🐂 Oxen

Create a world where everyone can contribute to an Artificial General Intelligence, starting with the data.

🌾 What is Oxen?

Oxen at it's core is a data version control library, written in Rust. It's goals are to be fast, reliable, and easy to use. It's designed to be used in a variety of ways, from a simple command line tool, to a remote server to sync to, to integrations into other ecosystems such as python.

📚 Documentation

The documentation for liboxen is automatically generated and uploaded to docs.rs.

🔨 Build & Run

First, make sure you have latest Rust version installed. You should install the Rust toolchain with rustup: https://www.rust-lang.org/tools/install.

curl --proto '=https' --tlsv1.2 -sSf https://sh.rustup.rs | sh

If you are a developer and want to learn more about adding code or the overall architecture start here.

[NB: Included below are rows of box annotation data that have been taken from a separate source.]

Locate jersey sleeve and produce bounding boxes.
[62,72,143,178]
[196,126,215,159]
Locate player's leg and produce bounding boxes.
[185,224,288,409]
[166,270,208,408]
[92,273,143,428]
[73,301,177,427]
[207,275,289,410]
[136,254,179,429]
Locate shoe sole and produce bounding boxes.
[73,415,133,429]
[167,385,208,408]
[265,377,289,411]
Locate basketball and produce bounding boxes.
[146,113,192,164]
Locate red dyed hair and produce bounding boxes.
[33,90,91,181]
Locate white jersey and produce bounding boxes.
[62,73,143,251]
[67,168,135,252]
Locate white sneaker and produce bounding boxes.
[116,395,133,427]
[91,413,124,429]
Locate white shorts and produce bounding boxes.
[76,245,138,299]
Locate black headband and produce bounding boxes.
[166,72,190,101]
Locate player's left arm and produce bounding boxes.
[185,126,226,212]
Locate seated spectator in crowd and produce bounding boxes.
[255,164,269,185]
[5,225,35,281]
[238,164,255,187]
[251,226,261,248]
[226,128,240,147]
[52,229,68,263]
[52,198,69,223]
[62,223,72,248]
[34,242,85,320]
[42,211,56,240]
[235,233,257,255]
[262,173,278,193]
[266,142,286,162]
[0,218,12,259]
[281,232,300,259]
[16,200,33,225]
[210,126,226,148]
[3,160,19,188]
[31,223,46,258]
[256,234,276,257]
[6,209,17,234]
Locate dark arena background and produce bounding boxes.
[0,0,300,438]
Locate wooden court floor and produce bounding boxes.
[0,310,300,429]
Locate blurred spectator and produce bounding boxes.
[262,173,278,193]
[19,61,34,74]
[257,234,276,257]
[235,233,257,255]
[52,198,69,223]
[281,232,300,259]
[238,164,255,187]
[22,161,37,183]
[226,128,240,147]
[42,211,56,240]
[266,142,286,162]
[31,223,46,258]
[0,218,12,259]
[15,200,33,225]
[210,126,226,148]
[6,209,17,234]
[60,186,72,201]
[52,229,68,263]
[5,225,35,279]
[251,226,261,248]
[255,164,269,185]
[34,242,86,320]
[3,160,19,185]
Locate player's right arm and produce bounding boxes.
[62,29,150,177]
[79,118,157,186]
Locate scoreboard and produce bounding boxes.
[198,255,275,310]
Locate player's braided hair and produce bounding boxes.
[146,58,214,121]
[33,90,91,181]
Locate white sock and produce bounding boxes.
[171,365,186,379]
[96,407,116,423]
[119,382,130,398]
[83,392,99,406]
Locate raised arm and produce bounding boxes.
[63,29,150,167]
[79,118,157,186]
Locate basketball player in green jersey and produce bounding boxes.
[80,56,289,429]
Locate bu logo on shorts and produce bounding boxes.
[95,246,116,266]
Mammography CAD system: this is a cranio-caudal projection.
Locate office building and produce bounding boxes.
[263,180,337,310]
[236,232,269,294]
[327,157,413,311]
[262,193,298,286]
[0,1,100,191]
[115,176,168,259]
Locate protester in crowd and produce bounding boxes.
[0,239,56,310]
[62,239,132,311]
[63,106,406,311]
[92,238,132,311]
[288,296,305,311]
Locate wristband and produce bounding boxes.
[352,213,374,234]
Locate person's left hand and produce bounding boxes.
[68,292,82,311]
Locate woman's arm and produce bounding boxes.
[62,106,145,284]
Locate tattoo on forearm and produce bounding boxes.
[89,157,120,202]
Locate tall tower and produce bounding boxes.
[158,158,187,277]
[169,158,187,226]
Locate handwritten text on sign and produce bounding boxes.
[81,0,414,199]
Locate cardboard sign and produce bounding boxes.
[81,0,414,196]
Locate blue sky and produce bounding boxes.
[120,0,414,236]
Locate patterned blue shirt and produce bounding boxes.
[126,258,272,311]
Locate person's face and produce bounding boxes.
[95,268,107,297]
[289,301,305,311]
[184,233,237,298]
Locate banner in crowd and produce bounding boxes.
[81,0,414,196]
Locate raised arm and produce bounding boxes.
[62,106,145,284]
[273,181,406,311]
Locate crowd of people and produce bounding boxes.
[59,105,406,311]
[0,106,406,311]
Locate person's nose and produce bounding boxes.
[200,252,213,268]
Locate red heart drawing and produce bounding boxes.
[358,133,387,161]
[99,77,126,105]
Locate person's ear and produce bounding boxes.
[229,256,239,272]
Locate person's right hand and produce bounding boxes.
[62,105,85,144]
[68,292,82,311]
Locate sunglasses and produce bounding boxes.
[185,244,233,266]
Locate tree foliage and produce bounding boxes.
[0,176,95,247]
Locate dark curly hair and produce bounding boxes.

Otherwise a quick start to make sure everything is working follows.

Build

cargo build

If on intel mac, you may need to build with the following

$ rustup target install x86_64-apple-darwin $ cargo build --target x86_64-apple-darwin

Run

Generate a config file and token to give user access to the server

./target/debug/oxen-server add-user --email ox@oxen.ai --name Ox --output user_config.toml

Copy the config to the default locations

mkdir ~/.oxen

mv user_config.toml ~/.oxen/user_config.toml

cp ~/.oxen/user_config.toml data/test/config/user_config.toml

Set where you want the data to be synced to. The default sync directory is /tmp/oxen_sync to change it set the SYNC_DIR environment variable to a path.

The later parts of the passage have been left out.